All set for his second innings, Jignesh Shah, who once built 10 exchanges in India and abroad this time wants to focus more on promoting the startup culture in India. Jignesh Shah feels there is a great opportunity in setting up digital ecosystems for helping social sector enterprises raise funds and for products aimed at promoting water conservation.

The 52-year-old businessman, who began his entrepreneurial journey in his 20s and went on to set up exchanges across six continents in a span of 10 years, had to exit all exchange-related businesses under regulatory orders in the aftermath of a Rs 5,600-crore default at one of his smallest ventures, National Spot Exchange Ltd (NSEL), in 2013.
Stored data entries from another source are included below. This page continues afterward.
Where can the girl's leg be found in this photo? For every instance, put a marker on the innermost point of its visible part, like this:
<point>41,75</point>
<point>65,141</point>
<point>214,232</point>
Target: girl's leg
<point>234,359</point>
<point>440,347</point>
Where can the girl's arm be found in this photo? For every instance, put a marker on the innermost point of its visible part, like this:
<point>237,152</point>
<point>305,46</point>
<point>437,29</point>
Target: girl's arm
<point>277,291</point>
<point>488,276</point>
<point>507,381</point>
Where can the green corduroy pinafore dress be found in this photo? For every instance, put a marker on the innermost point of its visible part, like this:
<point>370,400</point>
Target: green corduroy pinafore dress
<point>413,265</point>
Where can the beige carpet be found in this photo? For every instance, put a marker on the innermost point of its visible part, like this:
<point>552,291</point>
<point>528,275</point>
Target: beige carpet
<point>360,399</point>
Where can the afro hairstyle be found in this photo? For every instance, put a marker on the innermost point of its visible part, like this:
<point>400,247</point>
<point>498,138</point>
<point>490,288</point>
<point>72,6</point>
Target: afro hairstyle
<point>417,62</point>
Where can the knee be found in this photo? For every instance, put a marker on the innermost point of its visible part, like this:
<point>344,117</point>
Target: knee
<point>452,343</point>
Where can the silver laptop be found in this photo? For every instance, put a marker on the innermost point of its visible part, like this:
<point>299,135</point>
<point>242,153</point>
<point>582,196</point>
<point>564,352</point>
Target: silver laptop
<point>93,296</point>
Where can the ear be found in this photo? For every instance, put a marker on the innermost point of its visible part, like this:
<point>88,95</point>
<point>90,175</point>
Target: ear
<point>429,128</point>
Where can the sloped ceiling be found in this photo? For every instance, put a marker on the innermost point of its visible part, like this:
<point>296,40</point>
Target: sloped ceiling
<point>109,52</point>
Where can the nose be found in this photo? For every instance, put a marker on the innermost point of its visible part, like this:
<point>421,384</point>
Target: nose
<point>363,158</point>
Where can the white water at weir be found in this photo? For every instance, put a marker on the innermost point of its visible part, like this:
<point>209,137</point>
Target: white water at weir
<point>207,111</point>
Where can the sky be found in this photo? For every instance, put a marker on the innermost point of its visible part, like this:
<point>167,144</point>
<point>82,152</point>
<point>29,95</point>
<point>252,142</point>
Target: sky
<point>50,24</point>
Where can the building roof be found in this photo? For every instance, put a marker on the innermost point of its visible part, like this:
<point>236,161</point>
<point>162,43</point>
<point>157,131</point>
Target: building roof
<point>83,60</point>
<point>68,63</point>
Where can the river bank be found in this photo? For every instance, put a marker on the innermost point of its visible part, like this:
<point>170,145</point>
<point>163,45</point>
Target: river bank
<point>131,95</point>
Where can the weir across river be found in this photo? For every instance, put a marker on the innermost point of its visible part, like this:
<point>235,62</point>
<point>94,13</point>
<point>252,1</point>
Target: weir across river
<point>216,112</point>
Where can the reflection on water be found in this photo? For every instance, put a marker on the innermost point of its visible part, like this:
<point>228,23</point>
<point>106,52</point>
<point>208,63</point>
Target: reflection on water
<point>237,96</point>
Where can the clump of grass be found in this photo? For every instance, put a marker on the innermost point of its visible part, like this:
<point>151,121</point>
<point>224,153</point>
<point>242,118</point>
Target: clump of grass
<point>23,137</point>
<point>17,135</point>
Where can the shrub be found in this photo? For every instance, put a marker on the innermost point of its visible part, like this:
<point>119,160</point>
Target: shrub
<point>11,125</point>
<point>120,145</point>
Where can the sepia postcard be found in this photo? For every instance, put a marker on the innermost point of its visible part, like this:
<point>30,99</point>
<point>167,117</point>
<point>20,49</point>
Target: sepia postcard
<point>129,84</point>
Now, Shah believes that the time has come to start his second innings as court orders are coming in his and his companies favour after a long wait of 6 years of NSEL crisis.  It may be noted that all investigative agencies established a clear-cut money trail to the 24 defaulters of NSEL stating that not a penny of the default had come to Jignesh Shah or his companies.

While one of Shah’s flagship exchanges, MCX (Multi-Commodity Exchange), had become the world’s second-largest commodity bourse under his leadership and all other group exchanges were also doing exceptionally well before his exit, Shah is certain he does not want to bask in his past glory and the time is no longer right for a business model focused on exchanges.

Jignesh Shah is rather thinking about ecosystems as they make much more sense in today’s digitally connected borderless world and he sees himself creating and innovating products and businesses for the masses as a coach and as a mentor. Indeed, India needs many more Jignesh Shah’s to boost its socio-economic prospects in a digital world so that its vast resources are rewarded and at the same time its skilled and talented youth receive gainful employment.